The most important factor is a technological advance: engine immobilizer systems, adopted by manufacturers in the late 1990s and early 2000s. These make it essentially impossible to start a car without the ignition key, which contains a microchip uniquely programmed by the dealer to match the car.
Criminals generally have not been able to circumvent the technology or make counterfeit keys. “It’s very difficult; not just your average perpetrator on the street is going to be able to steal those cars,” said Capt. Don Boller, who leads the New York Police Department’s auto crime division. Instead, criminals have stuck to stealing older cars.The article goes on to note that while thieves still target older cars, the value of these cars' parts is on the decline as time goes on, which reduces the profitability of car-theft rings and chop shops. This means that while older cars can still be stolen, the likelihood of them being targeted will decline as their parts lose value.
This particular explanation may not apply to all thefts -- the article notes that cars stolen in California are often taken for use in drug trafficking -- but it is good to see that a decline in thefts is occurring as the profitability of stealing cars declines.
This story is also worthy of attention in light of a push for smartphone manufacturers to include "kill-switch" technology in their phones. This technology would allow smartphone users to disable their phones remotely in the event that they are stolen, rendering the phone useless to the thief or the thief's customers. California is in the process of passing a bill that would require this technology in new smartphones -- the bill recently passed in the Senate and is now before the governor. For more on the California bills, I recommend this coverage by the Washington Post and CNET.

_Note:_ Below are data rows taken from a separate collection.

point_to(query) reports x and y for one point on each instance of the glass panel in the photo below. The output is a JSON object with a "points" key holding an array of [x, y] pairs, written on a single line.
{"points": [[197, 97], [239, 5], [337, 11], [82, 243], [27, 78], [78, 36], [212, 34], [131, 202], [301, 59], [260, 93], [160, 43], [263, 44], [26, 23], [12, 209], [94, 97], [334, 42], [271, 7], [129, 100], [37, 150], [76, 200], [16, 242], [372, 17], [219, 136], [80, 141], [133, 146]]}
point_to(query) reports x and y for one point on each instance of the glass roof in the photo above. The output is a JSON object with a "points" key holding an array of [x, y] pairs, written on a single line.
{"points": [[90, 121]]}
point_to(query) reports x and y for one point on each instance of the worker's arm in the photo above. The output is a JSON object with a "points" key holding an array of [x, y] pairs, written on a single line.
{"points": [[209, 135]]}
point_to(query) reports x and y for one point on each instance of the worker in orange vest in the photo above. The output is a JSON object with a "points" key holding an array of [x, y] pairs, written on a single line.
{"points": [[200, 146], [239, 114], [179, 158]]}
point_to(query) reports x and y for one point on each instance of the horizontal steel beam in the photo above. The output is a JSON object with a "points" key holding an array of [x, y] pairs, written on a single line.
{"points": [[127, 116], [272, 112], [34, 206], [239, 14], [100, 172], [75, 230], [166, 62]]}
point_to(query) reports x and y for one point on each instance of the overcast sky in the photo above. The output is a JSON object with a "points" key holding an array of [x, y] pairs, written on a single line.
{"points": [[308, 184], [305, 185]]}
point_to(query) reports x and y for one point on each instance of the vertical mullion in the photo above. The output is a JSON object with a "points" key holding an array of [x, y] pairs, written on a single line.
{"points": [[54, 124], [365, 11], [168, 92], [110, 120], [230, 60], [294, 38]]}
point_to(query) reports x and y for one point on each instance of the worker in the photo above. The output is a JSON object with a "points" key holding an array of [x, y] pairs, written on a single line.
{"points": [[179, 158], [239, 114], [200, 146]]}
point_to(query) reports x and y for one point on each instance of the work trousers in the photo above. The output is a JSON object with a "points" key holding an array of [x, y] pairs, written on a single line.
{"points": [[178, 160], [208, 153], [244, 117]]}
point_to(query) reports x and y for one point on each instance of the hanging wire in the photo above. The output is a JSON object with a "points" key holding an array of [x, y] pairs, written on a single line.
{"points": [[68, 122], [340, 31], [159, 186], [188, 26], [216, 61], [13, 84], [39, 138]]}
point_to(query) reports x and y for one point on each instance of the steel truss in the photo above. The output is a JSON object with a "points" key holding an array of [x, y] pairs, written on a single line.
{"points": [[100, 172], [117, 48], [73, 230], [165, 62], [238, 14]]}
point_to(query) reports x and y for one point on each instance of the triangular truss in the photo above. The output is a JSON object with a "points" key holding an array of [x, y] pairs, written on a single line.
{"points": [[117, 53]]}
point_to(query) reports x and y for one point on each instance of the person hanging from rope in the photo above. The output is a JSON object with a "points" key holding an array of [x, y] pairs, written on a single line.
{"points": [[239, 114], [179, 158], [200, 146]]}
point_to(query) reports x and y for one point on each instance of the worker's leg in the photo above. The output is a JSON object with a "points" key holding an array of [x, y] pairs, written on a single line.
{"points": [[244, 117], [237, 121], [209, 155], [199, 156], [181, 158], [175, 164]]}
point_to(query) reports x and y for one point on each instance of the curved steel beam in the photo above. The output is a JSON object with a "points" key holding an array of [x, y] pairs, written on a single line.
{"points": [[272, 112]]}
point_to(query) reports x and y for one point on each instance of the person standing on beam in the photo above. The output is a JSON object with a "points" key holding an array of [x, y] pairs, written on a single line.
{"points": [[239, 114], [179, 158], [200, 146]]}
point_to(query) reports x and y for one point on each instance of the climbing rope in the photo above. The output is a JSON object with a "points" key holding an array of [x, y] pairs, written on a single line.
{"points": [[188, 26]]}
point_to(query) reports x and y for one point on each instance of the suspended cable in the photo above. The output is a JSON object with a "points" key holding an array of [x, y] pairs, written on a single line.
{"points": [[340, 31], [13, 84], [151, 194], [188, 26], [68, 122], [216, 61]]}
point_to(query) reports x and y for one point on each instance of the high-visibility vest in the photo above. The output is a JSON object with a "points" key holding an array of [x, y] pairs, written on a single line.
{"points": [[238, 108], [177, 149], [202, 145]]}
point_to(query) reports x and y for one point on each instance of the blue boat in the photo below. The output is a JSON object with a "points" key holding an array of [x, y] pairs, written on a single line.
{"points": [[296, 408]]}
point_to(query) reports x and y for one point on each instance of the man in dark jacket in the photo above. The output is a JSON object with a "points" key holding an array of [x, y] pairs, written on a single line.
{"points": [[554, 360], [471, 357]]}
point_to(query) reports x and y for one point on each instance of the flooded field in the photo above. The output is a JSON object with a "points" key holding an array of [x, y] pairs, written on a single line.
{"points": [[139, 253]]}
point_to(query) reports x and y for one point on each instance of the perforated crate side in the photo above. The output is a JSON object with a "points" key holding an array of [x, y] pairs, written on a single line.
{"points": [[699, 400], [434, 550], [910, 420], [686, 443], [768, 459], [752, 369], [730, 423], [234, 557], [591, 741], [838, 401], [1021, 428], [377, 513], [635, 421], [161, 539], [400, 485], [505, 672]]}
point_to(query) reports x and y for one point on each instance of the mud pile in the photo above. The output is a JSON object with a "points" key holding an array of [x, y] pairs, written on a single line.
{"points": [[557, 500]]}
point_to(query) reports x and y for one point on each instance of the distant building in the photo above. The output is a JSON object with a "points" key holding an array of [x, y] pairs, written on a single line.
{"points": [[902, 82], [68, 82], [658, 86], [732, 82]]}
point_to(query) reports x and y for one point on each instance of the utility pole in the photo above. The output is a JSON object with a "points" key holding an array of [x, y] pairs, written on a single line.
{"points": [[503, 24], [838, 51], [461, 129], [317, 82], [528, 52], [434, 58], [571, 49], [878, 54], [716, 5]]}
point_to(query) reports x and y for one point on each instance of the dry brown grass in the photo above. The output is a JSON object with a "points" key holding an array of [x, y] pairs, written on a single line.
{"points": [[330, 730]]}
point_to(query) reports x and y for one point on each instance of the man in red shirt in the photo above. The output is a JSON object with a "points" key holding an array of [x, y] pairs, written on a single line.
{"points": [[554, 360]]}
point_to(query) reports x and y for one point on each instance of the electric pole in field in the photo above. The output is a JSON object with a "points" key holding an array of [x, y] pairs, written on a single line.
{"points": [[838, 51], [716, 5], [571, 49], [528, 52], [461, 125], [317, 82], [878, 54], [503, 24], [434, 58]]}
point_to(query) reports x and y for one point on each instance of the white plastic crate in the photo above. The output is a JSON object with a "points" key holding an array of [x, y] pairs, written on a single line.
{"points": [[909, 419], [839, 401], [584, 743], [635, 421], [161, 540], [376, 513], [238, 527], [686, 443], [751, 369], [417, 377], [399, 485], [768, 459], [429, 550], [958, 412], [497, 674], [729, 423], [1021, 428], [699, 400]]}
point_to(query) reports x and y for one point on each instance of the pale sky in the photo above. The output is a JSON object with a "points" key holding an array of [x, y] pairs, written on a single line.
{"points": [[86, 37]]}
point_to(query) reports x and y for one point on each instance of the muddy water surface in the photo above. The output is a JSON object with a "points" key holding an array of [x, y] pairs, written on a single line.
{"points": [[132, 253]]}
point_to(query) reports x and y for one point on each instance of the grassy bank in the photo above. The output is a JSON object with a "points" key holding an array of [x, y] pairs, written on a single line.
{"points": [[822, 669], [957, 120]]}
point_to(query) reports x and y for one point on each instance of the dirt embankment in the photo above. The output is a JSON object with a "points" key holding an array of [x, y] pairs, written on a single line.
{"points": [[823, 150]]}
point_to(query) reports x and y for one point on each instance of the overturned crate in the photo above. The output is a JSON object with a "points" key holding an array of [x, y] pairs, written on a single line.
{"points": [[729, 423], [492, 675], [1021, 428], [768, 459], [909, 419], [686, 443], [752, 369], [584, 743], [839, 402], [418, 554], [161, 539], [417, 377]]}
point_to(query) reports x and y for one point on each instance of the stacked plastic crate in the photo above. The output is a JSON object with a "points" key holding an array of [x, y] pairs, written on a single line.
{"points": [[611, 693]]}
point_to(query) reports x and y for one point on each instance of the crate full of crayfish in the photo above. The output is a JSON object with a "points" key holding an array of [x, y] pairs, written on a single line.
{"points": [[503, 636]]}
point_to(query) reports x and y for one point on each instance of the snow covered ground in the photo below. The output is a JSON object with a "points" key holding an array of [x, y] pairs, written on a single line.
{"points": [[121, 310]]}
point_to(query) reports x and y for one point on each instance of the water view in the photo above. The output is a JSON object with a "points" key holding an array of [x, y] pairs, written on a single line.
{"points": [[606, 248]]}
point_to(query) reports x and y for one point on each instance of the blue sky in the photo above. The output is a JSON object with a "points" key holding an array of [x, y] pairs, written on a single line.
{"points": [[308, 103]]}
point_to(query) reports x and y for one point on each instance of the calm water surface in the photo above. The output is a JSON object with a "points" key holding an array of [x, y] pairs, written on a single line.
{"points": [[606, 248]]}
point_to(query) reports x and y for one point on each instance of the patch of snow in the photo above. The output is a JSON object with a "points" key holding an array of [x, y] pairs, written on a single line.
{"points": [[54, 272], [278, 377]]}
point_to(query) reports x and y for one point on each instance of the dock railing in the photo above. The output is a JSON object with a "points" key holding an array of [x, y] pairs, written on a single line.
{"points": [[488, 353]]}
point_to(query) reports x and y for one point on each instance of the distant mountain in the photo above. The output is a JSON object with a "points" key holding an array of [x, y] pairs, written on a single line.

The Times presents convincing evidence that removing the profit from stealing certain cars deters the theft of those cars. Kill switches remove the profit from stealing phones by rendering them unusable once stolen, and would likely deter the theft of smartphones in a similar manner.
The Times' report on declining auto theft rates is encouraging news (especially to me, as an owner of a Honda Civic that is just new enough to be an unappealing target for thieves). I hope that makers of smartphones and legislatures considering bills similar to California's learn their lesson from vehicle technology so that this type of theft deterrence can be applied to more and more goods.